I'm not a US citizen nor have I ever been to the US, but here in the UK we are pretty diverse and I'm of a pretty mixed background myself (Greek and Armenian from my father's side, and Scots, Irish, English and Welsh from my mother's side).
I've never heard the term African-British, nor Hispanic British or South-East Asian British.
But I have heard the term Greek-American and Armenian-American ALL the time from that side of my family.

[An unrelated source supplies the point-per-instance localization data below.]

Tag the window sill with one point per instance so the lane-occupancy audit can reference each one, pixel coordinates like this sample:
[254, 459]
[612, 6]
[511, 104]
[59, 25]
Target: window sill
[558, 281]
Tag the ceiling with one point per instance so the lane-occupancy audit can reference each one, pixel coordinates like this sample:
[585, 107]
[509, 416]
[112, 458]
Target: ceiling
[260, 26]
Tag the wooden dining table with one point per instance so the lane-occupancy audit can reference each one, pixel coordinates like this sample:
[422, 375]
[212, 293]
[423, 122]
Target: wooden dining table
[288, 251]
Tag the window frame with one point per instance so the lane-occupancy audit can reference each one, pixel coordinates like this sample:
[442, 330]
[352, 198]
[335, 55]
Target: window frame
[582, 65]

I think it has a lot to do with personal feelings of heritage. A lot of minorities seem to prefer the hyphenated terms maybe because they never felt any affinity to the US as a home. I don't immediately see how the could feel such an affinity towards a place/country/continent they 've never been to, but hey... it's just how they feel I guess. I don't understand it, but neither do I understand how some people like Harry Potter and Lord of the Rings.
The only reason I call myself Greek/British is because I actually grew up and lived in both countries, so I do feel that I'm part of both (just in case my dual nationality and two passports weren't confirmation enough for some...), but I would never refer to myself as "Scottish" or "Irish" just because my maternal grandparents were from there. I'll identify my ethnicity as such but not my personal feelings of cultural identity.
That's why i don't bother with ethnic titles, all they do is create more barriers and labels. Nationality is a social construct based entirely on geographical restrictions that will some day be gone. I'm a human being first, a man second and a Caucasian Greek Brit last.